スケートボードの上達には1にも2にも滑ること、これ以外にあり得ません。上手な人の動きにヒントを得ながら微調整し、ちょっと成長している自分に気がつく…その繰り返し。いくらかスキルアップしてくると、パート制作やメディア露出というチャンスに恵まれたりもします。そうとなるとよりさまざまなスケーターの滑りをインプットし、自身のスケートにアウトプットするという作業が必要になるわけです。あとは日々の積み重ねとセンス次第。その両者を兼ね備えた持ち主のスケートってやっぱり映像でも写真でも生でも見ていて気持ちが良く、イイ歳の大人が10歳そこらのキッズを見ても時にブチ喰らったりしてしまうんす。

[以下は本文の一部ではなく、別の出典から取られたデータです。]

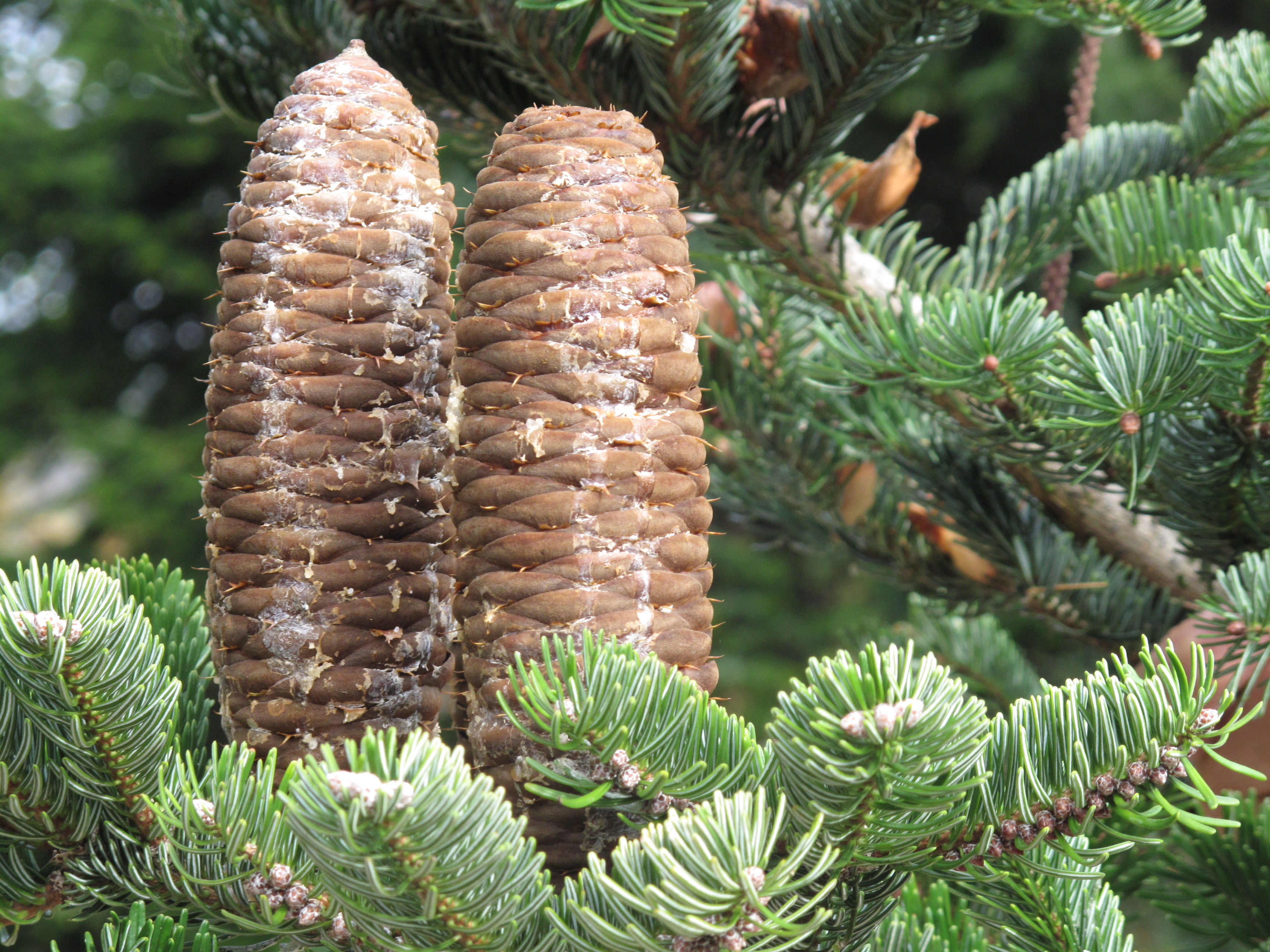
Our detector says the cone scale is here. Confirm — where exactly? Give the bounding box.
[203,41,456,765]
[449,107,718,873]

他のスケーターからインスパイアされて、よりベターな方向を目指していくのが大前提としてありますが、スケートボードとはまた違うものからインスパイアされるってのもいいスパイスになるのかなと。最近自分が喰らったのは、とあるテニスプレーヤー。テニスなんてまるで門外漢な自分がたまたま知り得たにすぎないんですが、それはテニスのイメージをガラッと変えてくれるもの。マンスール・バーラミという人なのですが、イラン出身で現在67歳、フランスに移住しプロの選手として活躍していたらしい…とだけ聞くとインパクトに欠けるのですが、注目すべきは彼のエンターテインメント性。奇妙な打ち方やフェイント、時に奇声をあげたり、コートの脇にある椅子に座ってプレーを始めたり。ふざけ半分にも見えるプレーのオンパレードに観客も審判も笑いを隠せません。大きな大会というステージでこれだから肝の据わり方もハンパなし。スケートで例えるとSLSやTampaでのランにコフィンとか組み込んでいるようなもの。よく言われるのが、「スポーツと違い、ルールなんてないのがスケートボードの良さ」。それがどうだろう、我々スケーターって時に、いや少なからず見えない何かに縛られたスケートをしてしまいがち。スケートボードとは違いさまざまなルールが存在するであろうテニスの世界で、そのルールに則りながらも斬新なプレーを見せてくれている気がしてなりません。そんな姿になんだか刺激を貰ったというワケさ。
67歳という年齢を考えると、その技術や身体のコンディションはシーンの先端で活躍する若いプレーヤーには敵わないはず。しかしそれはともかく、やっている本人が一番楽しそう。そしてプレーひとつで試合会場をコメディショーのように変えてしまう。そうだ、あわよくば僕もスケートボードひとつで人を笑わせることができる…そんなスケーターになってみたいものであります。もしなれなくても、いずれスキルや体力が落ちても、面白いと思えるものをインプットできるアンテナは常時フル勃起、面白くアウトプットしては人をニヤリとさせるようなスケーターでいたいって思うんすよね。